Thanks for your help and taking the time to look at my code. I am also out of ideas. At this point I will refactor my code to have fault handlers in the trampoline and hope to find more data points.

Re: SMP trampoline page faulting with allocated stack

Posted: Fri Oct 02, 2020 10:00 pm
by bzt
kzinti wrote:- The AP crashes when I try to do the same in the trampoline:
kzinti wrote:The same paging structure (same CR3 value) is used by both the BSP and the AP.
Are you sure? Because
CR0=80000011 CR2=ff7fd000 CR3=bffce000 CR4=000000a0
I don't think that's a valid physical address with the paging tables (but could be). How much RAM does your VM have?

Cheers,
bzt

Re: SMP trampoline page faulting with allocated stack

Posted: Fri Oct 02, 2020 10:35 pm
by kzinti
The page fault details above are from running QEMU with 8 GB of ram. If it was an invalid address, how could anything run at all?

To verify that CR3 is the same on both CPUs I was using Bochs with 2 GB of RAM.

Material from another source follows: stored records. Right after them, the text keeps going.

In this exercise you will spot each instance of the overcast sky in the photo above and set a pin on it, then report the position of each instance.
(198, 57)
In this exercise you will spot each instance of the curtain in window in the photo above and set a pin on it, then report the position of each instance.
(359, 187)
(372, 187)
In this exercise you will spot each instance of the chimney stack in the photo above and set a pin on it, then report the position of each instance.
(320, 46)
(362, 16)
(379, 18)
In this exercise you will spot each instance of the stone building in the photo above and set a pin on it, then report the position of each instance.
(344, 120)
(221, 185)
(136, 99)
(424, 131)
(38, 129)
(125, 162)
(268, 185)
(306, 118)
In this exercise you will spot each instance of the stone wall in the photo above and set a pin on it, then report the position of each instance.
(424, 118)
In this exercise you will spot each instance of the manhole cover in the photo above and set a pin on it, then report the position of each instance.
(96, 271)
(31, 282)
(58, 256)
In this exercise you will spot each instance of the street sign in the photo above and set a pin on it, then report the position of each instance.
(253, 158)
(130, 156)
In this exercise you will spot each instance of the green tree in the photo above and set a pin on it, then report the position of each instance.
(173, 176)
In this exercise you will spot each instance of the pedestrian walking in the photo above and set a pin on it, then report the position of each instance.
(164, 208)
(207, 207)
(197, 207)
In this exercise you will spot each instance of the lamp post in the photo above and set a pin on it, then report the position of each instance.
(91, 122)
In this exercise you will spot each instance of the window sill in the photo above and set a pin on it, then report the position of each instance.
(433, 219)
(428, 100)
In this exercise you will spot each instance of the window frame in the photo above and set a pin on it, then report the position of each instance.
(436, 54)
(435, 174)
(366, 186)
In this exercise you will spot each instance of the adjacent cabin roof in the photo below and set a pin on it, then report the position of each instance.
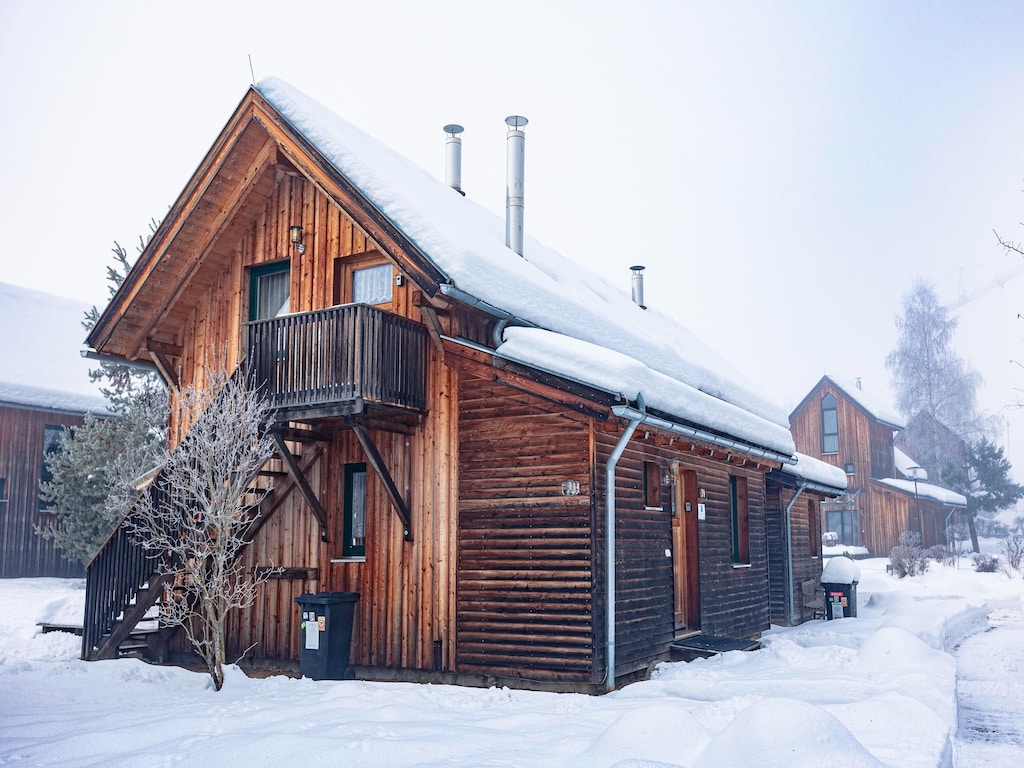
(585, 328)
(562, 318)
(925, 491)
(41, 366)
(872, 403)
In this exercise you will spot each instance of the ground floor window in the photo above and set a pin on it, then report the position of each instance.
(354, 524)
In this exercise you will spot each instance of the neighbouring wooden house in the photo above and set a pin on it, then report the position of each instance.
(840, 423)
(794, 497)
(462, 417)
(44, 388)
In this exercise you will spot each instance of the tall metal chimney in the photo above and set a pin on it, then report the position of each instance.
(453, 157)
(514, 181)
(638, 285)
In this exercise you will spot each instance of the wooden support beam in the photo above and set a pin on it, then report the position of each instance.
(300, 479)
(377, 462)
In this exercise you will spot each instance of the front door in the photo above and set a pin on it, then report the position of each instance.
(685, 551)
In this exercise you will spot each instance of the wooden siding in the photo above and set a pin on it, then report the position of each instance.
(22, 552)
(733, 598)
(525, 568)
(806, 524)
(213, 331)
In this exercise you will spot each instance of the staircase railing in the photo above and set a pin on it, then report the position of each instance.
(120, 577)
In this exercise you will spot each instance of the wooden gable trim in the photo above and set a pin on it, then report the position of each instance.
(320, 172)
(198, 185)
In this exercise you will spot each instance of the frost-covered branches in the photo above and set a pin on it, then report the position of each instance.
(197, 517)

I basically read CR3 on the BSP and pass it as a parameter to the trampoline. It is hard to imagine that they could be different:

https://github.com/kiznit/rainbow-os/bl ... u.cpp#L109

https://github.com/kiznit/rainbow-os/bl ... .S#L69-L70

Re: SMP trampoline page faulting with allocated stack

Posted: Sat Oct 03, 2020 1:11 am
by linuxyne
EFER.nxe isn't set.

"If IA32_EFER.NXE = 0 and the P flag of a PDE or a PTE is 1, the XD flag (bit 63) is reserved."

Re: SMP trampoline page faulting with allocated stack

Posted: Sat Oct 03, 2020 1:14 am
by kzinti
Of course. Thanks so much, I was going nuts over this one.